“...um anjo do Senhor
apareceu em sonhos a José e disse: ‘Levanta-te, toma o menino e sua mãe e foge
para o Egito; fica lá até que eu te avise, porque Herodes vai procurar o menino
para o matar.’ José levantou-se durante a noite, tomou o menino e sua mãe e
partiu para o Egito.” (Mateus 2, 13- 15)
Todas as noites meu pai conferia as
portas para certificar-se de que estavam de fato trancadas. Costumava tomar
outros tipos de precaução como colocar travas extras. Havia, além disso, um artifício
muito interessante que ele utilizava e que consistia no seguinte: ele apoiava o
encosto da cadeira na porta, de modo que a cadeira ficasse equilibrada em
apenas dois pés, caso um malfeitor tentasse entrar, necessariamente faria a
porta mover a cadeira fazendo-a cair, causando um estardalhaço que o acordaria.
Lembro também de que durante muitos anos ao chegar eu em casa à noite, vindo da
escola ou da casa de algum amigo, ouvia dele inexoravelmente a pergunta “trancou o portão?” Às vezes eu o
interpelava dizendo que era inútil trancar o portão, pois se o ladrão quisesse
entrar ele poderia facilmente pular o muro, pois este era baixo; ele então me
respondia que trancar o portão ao menos dificultaria a ação do bandido.
Hoje quando acordo de madrugada e
vejo todos dormindo profundamente, assalta-me no âmago da alma esse aspecto
solitário da paternidade.
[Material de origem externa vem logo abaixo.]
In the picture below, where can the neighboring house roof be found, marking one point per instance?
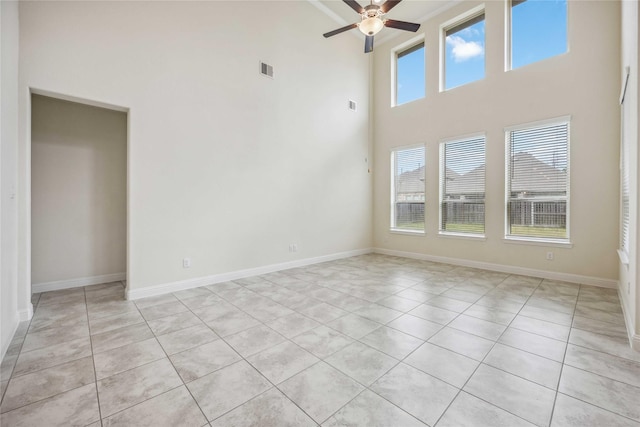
(545, 178)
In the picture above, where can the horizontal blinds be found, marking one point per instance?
(462, 178)
(408, 184)
(538, 164)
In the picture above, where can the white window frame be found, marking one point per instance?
(460, 19)
(401, 48)
(508, 45)
(547, 241)
(392, 193)
(442, 174)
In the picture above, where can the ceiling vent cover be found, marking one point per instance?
(266, 69)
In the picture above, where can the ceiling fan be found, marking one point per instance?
(371, 21)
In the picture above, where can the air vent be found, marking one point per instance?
(266, 69)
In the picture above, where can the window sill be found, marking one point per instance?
(466, 236)
(538, 242)
(407, 232)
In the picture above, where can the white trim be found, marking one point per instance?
(77, 283)
(511, 269)
(26, 314)
(165, 288)
(7, 343)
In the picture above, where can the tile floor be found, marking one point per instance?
(365, 341)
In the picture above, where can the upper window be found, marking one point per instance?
(538, 181)
(407, 189)
(410, 74)
(462, 177)
(464, 51)
(538, 30)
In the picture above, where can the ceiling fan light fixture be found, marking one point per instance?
(371, 26)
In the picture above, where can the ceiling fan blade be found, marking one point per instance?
(368, 44)
(340, 30)
(401, 25)
(353, 4)
(388, 5)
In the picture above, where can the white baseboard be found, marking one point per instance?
(26, 314)
(181, 285)
(6, 341)
(77, 283)
(523, 271)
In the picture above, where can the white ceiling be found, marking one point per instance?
(416, 11)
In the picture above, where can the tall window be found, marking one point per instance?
(410, 74)
(538, 181)
(538, 30)
(464, 51)
(462, 177)
(407, 189)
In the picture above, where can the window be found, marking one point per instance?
(410, 74)
(538, 181)
(538, 30)
(464, 50)
(462, 177)
(407, 189)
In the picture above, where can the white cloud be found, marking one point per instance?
(464, 50)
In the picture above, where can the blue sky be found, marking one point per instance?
(539, 31)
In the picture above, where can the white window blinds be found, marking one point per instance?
(538, 181)
(407, 198)
(462, 186)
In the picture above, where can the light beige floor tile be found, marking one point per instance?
(370, 410)
(570, 412)
(450, 367)
(320, 390)
(282, 361)
(322, 341)
(31, 388)
(392, 342)
(523, 398)
(526, 365)
(182, 340)
(120, 337)
(74, 407)
(52, 356)
(254, 340)
(52, 336)
(129, 388)
(616, 368)
(127, 357)
(467, 410)
(292, 325)
(608, 394)
(463, 343)
(415, 326)
(200, 361)
(361, 362)
(176, 322)
(173, 408)
(421, 395)
(227, 388)
(533, 343)
(270, 409)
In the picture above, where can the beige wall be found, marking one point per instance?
(9, 313)
(629, 288)
(226, 167)
(78, 191)
(584, 83)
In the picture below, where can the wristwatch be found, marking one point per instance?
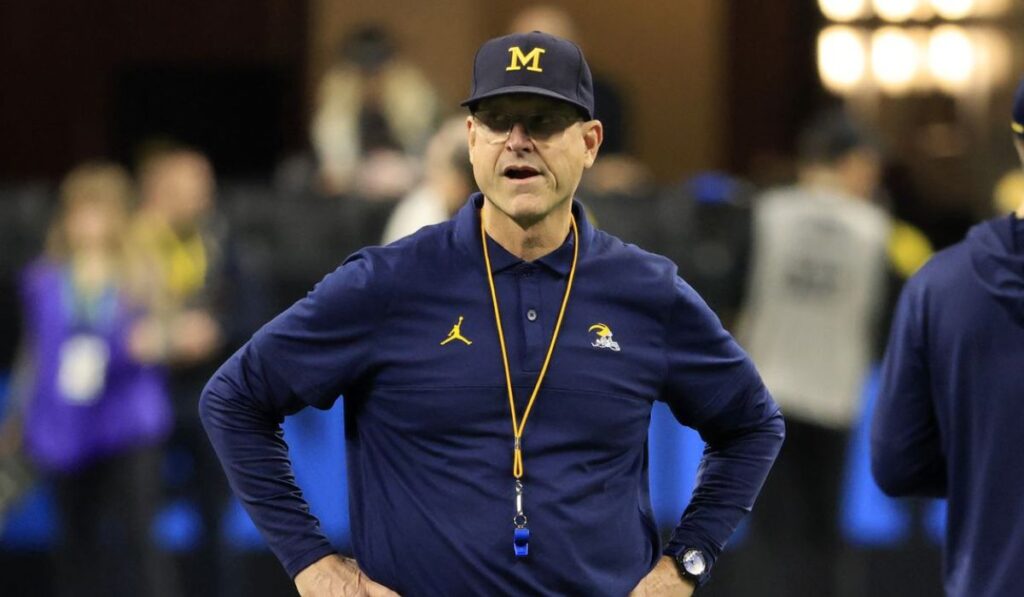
(691, 564)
Às vezes ouço barulhos que não significam nenhum
perigo, mas deixam-me atento, tenso e preocupado; então imagino lutas, planejo
defesas e agressões contra um malfeitor que espero nunca encontrar. Enquanto
isso minha esposa e as crianças dormem tranqüila e despreocupadamente.
Confesso que não entendia meu pai,
achava desnecessária toda sua preocupação. Hoje o entendo perfeitamente e o
senhor, caro leitor, o entende se já é pai ou o entenderá se um dia chegar a
sê-lo. Estaremos então unidos solidariamente no augusto ofício da proteção,
nesses momentos em que alertas interrogamos os barulhos da noite. São José seja
sempre nosso modelo, amparo e guia. Salve Maria!